At first this may seem like an odd addition to this list but it’s been a grossly underrated soft skill for quite some time. Being able to relate empathetically to team members became crucial last year where many people struggled with a wide variety of emotions that, to some extent, inevitably spills over into their work life. More importantly, your emotional intelligence is also what allowed you to regulate and understand yourself as you moved through a variety of emotions last year.
4. Communication
Definition: the act of communicating with people
Communication has always been a valued skill but the way this skill needs to be utilised is different now. Most people could walk up to their colleagues and ask questions, meet around the coffee machine to catch up and sit around a boardroom table to brainstorm ideas, but that’s not the way we need people to be able to communicate anymore. Brainstorming through Google Meet is different, catching up with colleagues doesn’t just happen, and your questions need to be typed out and sent off. In a way, the skill of communication is something many people and companies have had to relearn. At HyperionDev we created more remote ways for our team to communicate with each other through initiatives like sharing playlists, books worth reading, virtual coffees and drinks and more team-wide check ins.
5. Time Management/Self Motivation/Responsibility
I leave out a definition here because depending on where you’re reading, who you’re talking to or how you define this, it’ll show up as something different.

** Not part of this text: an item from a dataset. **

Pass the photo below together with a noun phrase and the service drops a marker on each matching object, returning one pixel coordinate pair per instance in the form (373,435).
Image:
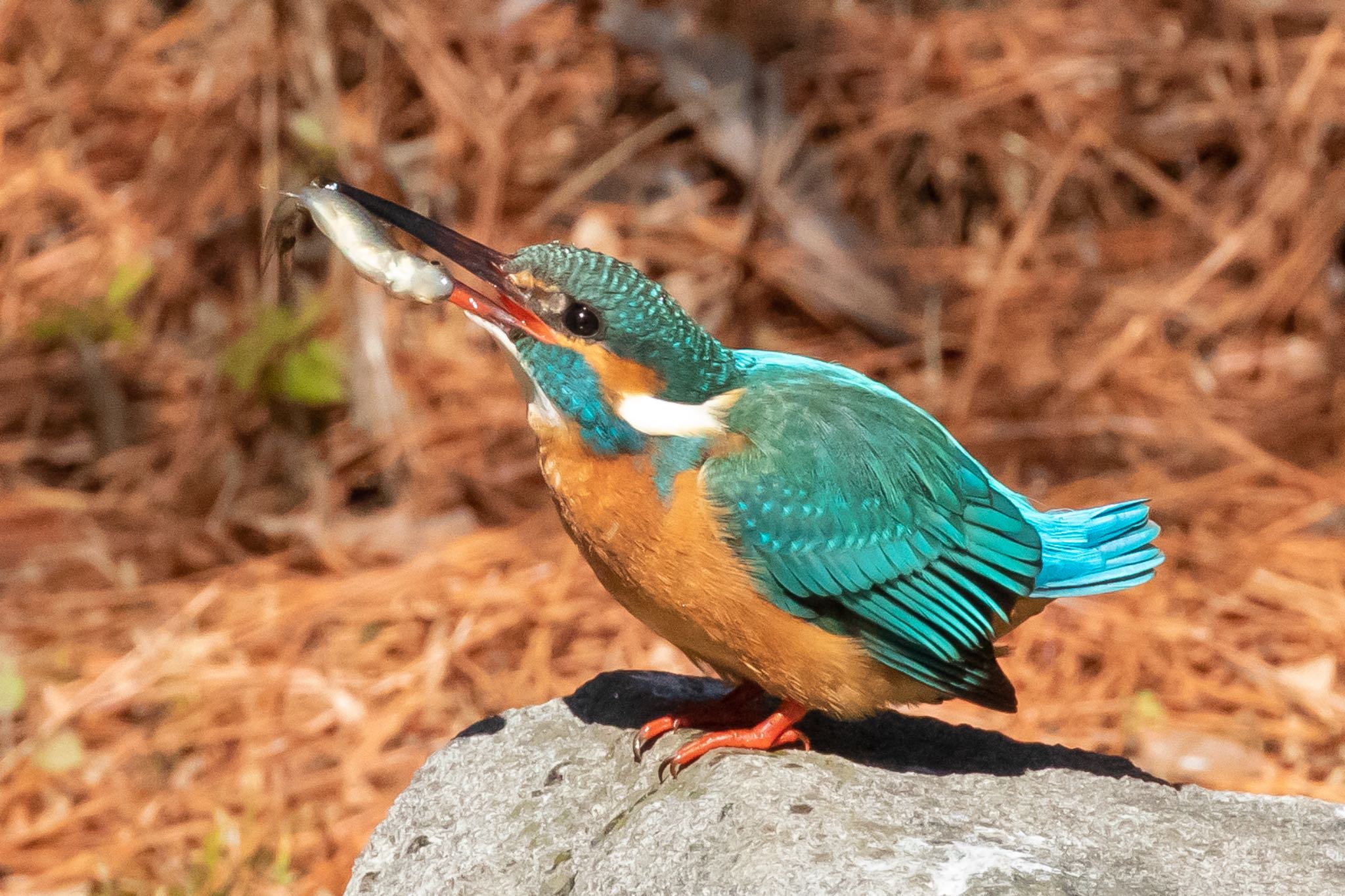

In essence what we’re looking at here is the ability to be accountable and manage your own time and motivation. When you consider it in the context of remote work it starts to make more sense and companies like HyperionDev, who made use of remote work prior to 2020 have been valuing this for quite some time. What we’re describing is that skill that allows someone to work at home, without someone watching them and telling them what to do but they stay motivated, committed and they manage their time and responsibilities well.
Looking beyond 2021
If you want to get ahead of the curve and really accelerate your career development, these are the top 10 soft skills the World Economic Forum says we’ll need in 2025:
- Analytical Thinking and Innovation
- Active Learning and Learning Strategies
- Complex Problem Solving
- Critical Thinking and Analysis
- Creativity, Originality and Initiative
- LEadership and Social Influence
- Technology Use, Monitoring and Control
- Technology Design and Programming
- Resilience, Stress Tolerance and Flexibility
- Reasoning, Problem Solving and Ideation
In 2021 there’s a new set of skills that our changing world needs. However, like the world itself, they aren’t completely new but rather somewhat updated versions of themselves. As we think about our career development, we should also think about this and try to improve our own skills, rather than trying to learn a whole new set.
2020 accelerated the need for many of these skills, and brought some completely out of the dark but technology had shown the need for many of these before 2020. Innovative (and largely tech) companies had seen the need for these skills before 2020 and, from the experience we’ve had at HyperionDev, we can certainly say that they made an essential difference to how 2020 was managed.